Questions surround Turkey’s invasion of eastern Syria, US policies

While the attacks on the Kurds are the result, it’s hard to tell exactly why all of this is happening

A woman with a baby sits at a back of a truck as they flee Ras al Ain town (photo credit: REUTERS/RODI SAID)
A woman with a baby sits at a back of a truck as they flee Ras al Ain town
(photo credit: REUTERS/RODI SAID)
Twenty-four hours after Turkey launched airstrikes and attacks on eastern Syria claiming they were clearing the area of “terrorists,” questions remain about how the US enabled a Turkish attack on mostly Kurdish forces that fought alongside the US for five years.
The questions that have been raised have been made more complex by a lack of explanation from Washington, which seems as astounded and befuddled by US President Donald Trump’s decision as the people in eastern Syria now being pounded by artillery and airstrikes after years of living in peace.
While Trump seemed to claim that he had abandoned the Syrian Kurds because they didn’t help the US in the Second World War, US Secretary of State Mike Pompeo appeared to argue that the same Kurdish groups the US partnered with were a “terrorist threat” to Turkey. While Trump’s comments seem confusing, Pompeo’s comments create a disturbing impression that the US purposely misled its own partners on the ground, viewing them as terrorists while using them to fight Islamic State, apparently knowing all the while that the US would walk away from them.
The US has previously partnered with groups that have a checkered past – from the Afghan fighters against the Soviets, to the South Vietnamese army, to the Syrian rebels, America’s friends on the ground have not always been perfect. But the US has not usually been so misleading toward its partners, nor so hasty to leave them in the lurch. The US withdrawal from Afghanistan, the wrapping up of support for Syria’s rebels, or the end of the Afghan war in the 1980s did not happen slowly, and the US never gave a green light for others to attack their friends.
The Syrian situation has been transformed more rapidly. The US did not coordinate with the UN, with other countries, its own coalition partners, or even its own commanders on the ground. It seems that the US went from supporting partners fighting ISIS to enabling airstrikes on them on a whim.
This is a result of a US policy that tends to be run by three different units in the administration, including at the military level by CENTCOM, the diplomatic level at the State Department, and out of the White House where the commander-in-chief makes the final decisions. There seems to be little coordination in the US between various parts of the government, leading to chaos on the ground and in foreign policy.

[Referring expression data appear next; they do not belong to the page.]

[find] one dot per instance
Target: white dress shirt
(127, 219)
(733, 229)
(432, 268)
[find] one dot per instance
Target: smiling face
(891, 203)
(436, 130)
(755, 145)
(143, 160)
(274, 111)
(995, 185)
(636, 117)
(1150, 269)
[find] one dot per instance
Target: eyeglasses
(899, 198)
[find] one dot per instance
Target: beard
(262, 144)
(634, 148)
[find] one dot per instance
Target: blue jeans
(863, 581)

This leaves many questions about what is happening in eastern Syria. While US forces withdraw from the border area to enable the Turkish attack, the US hasn’t withdrawn entirely. It still is fighting against ISIS. But who are the US partners now?

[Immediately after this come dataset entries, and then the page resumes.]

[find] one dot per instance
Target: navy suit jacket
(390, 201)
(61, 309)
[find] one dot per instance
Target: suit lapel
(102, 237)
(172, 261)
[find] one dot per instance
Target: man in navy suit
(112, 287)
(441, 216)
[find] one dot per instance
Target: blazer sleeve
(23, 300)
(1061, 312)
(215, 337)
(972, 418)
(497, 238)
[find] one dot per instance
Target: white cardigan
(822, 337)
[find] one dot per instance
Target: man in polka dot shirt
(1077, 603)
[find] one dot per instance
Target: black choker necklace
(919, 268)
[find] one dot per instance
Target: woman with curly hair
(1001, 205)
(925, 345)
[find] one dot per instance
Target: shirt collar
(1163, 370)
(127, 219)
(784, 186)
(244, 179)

The US appears to argue that the Syrian Democratic Forces (SDF) must continue to fight ISIS and pay for thousands of detainees while US allies in Ankara kill the SDF. This puts the US in the awkward position of fighting ISIS with the same force that the US now views through Ankara’s lens as “terrorists.”
Is the US policy therefore one of fighting terrorists with other terrorists? Then why did the US choose to train tens of thousands of members of the SDF, and why did the US help create the SDF in the first place in 2015? Why create an organization that one views negatively? Did the US communicate its concerns to the SDF? Did it identify any actual threats to Turkey over five years working with the SDF? If so, why didn’t the US explain them?
Another question raised is where Turkey’s right to invade eastern Syria comes from in international law. Turkey has shown no evidence of “terror” attacks from eastern Syria. Instead, it vows to resettle eastern Syria with Arab refugees – a thinly disguised way to take the one Kurdish area in Syria and change its Kurdish indigenous population. Why doesn’t Turkey invest in the areas it already controls, like Jarabulus, Idlib and Afrin? Why does it also need eastern Syria?
Third is the question of the UN.
In previous cases, such as Israel’s fighting with Hezbollah or Hamas, the UN and international community have worked on ceasefires and accused Israel of disproportionate force. Where is the usual lip service in this regard to Turkey? Why isn’t there a UN team to negotiate a ceasefire and end a UN mandated force similar to UNFIL to monitor the border? Couldn’t the UN help separate Turkey from the alleged “security threat” that Ankara argues is the reason it is in Syria? Why is Turkey able to use F-16s and massive airstrikes against civilian areas without facing questions about proportionate force?
These are the kinds of demands Israel faces when fighting in Gaza. The IDF is asked to warn civilians ahead of time while there seems to be no similar call for Turkey to do the same.
Overall, the attack on eastern Syria seems to have gone forward without any recognition of the communities affected and their rights to have a say in their future, rather than being bombed.